Wiele osób, z którymi rozmawiałem w Belfaście i Derry (lub Londonderry, jak to nazywaliśmy) – okrutni ludzie z UDA, bezwzględni żołnierze tymczasowi, specjaliści od public relations w rządzie, starzy żołnierze – już nie żyje. Ale był to – być może chłodno na to patrząc – niezbędny poligon dla zdrad, masakr i cynizmu Bliskiego Wschodu. My, dziennikarze, musimy walczyć z Trumpami, a także z arabskimi dyktatorami, proizraelskimi lobbystami i frakcjami muzułmańskimi, a czasem – znowu – tolerujemy gniew naszych kolegów.
Przejście z Belfastu nie nastąpiło z patelni w ogień. Od wyobrażalnej przemocy po niewyobrażalne okrucieństwo na masową skalę
Przejście z Belfastu nie nastąpiło z patelni w ogień. Od wyobrażalnej przemocy po niewyobrażalne okrucieństwo na masową skalę. Jestem wdzięczny za te lata w Irlandii Północnej.
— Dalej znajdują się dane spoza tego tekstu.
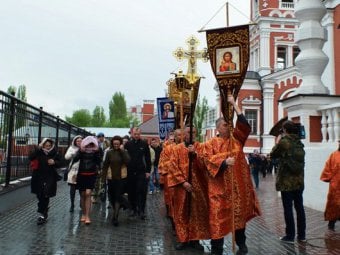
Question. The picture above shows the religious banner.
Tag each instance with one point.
(184, 97)
(228, 50)
(166, 116)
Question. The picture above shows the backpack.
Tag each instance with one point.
(294, 158)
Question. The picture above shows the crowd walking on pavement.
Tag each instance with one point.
(207, 187)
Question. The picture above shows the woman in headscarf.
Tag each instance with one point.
(73, 167)
(89, 164)
(116, 159)
(44, 177)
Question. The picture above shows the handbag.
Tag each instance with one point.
(34, 164)
(109, 173)
(73, 173)
(123, 172)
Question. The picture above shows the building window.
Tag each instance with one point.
(287, 4)
(281, 60)
(251, 116)
(296, 52)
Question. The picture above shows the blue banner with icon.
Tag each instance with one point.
(166, 116)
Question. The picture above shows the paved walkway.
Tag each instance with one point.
(64, 234)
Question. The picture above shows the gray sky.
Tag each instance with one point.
(74, 54)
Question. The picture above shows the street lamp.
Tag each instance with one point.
(27, 136)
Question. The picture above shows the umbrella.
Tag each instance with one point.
(275, 130)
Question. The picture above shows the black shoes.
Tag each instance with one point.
(196, 245)
(192, 244)
(286, 239)
(216, 251)
(242, 250)
(331, 225)
(180, 246)
(142, 216)
(115, 222)
(41, 220)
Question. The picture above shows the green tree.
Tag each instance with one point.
(200, 114)
(21, 108)
(11, 90)
(98, 117)
(117, 110)
(22, 93)
(80, 118)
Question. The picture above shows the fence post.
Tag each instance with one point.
(10, 142)
(40, 124)
(57, 132)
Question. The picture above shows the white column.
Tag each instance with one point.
(336, 124)
(264, 65)
(290, 56)
(330, 125)
(324, 126)
(268, 111)
(311, 37)
(328, 76)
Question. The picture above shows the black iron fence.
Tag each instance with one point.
(22, 126)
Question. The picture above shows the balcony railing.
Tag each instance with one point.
(286, 5)
(330, 123)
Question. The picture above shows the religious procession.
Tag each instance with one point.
(248, 180)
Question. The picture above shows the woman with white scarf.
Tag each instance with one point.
(90, 159)
(44, 176)
(73, 167)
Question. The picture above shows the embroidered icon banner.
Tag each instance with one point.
(166, 116)
(228, 50)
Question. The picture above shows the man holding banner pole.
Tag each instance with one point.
(232, 199)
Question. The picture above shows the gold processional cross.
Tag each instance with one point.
(192, 55)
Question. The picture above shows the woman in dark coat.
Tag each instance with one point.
(115, 160)
(44, 177)
(90, 157)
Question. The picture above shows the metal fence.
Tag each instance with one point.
(22, 126)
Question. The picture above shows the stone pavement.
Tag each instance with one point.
(64, 234)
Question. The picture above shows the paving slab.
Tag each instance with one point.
(63, 234)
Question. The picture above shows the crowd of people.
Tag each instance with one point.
(207, 187)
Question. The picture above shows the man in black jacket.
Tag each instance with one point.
(138, 173)
(154, 178)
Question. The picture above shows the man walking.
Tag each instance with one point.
(139, 169)
(290, 179)
(232, 198)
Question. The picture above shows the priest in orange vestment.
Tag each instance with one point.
(232, 198)
(190, 193)
(331, 174)
(164, 165)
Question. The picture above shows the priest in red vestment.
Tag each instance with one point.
(331, 174)
(190, 193)
(164, 165)
(232, 198)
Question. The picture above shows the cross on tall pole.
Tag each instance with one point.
(192, 54)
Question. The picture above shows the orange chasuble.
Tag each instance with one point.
(191, 210)
(331, 174)
(221, 182)
(163, 167)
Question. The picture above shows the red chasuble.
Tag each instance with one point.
(245, 205)
(331, 174)
(190, 209)
(163, 167)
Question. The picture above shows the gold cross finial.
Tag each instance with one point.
(192, 54)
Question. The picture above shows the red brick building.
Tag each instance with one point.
(272, 74)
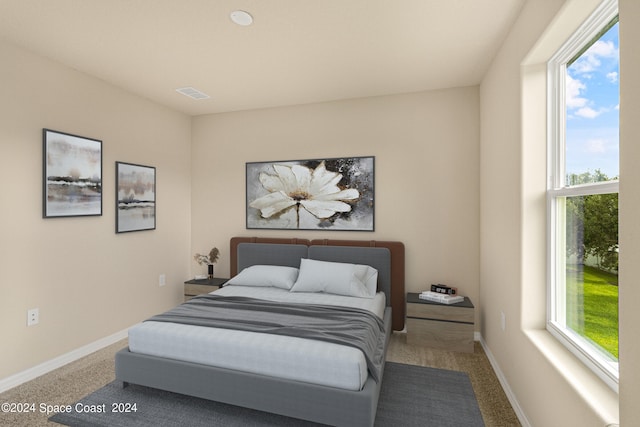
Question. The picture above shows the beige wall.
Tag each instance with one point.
(87, 281)
(629, 208)
(426, 194)
(550, 386)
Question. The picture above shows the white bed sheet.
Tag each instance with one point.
(292, 358)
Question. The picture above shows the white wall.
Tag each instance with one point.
(87, 281)
(426, 194)
(551, 387)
Myślę, że pomogły mi utrzymać się przy życiu w późniejszych latach.
Wciąż wracam do Belfastu – aby wygłaszać wykłady o Bliskim Wschodzie, aby zatrzymać się u mojego starego kumpla Davida McKittricka, który później Niezależneczłowieka w Belfaście – i chciałbym, żeby dla Bliskiego Wschodu był Wielki Piątek. Niestety, nie będzie. Porozumienia pokojowe nie mają dobrej opinii. Ale teraz, kiedy tam jestem, widzę, jak dawne wrogości rozmrażają się i ponownie podgrzewają szalone pragnienie Wielkiej Brytanii, aby popełnić samobójstwo z powodu brexitu. I obawiam się, że to stworzenie na Downing Street i jego karły z gabinetu ponownie rozerwą Irlandię Północną na kawałki. Modlę się, żeby nie. Ale jeśli tak, będę obserwował z bezpiecznego miejsca na Bliskim Wschodzie.
ZNetwork jest finansowany wyłącznie dzięki hojności swoich czytelników.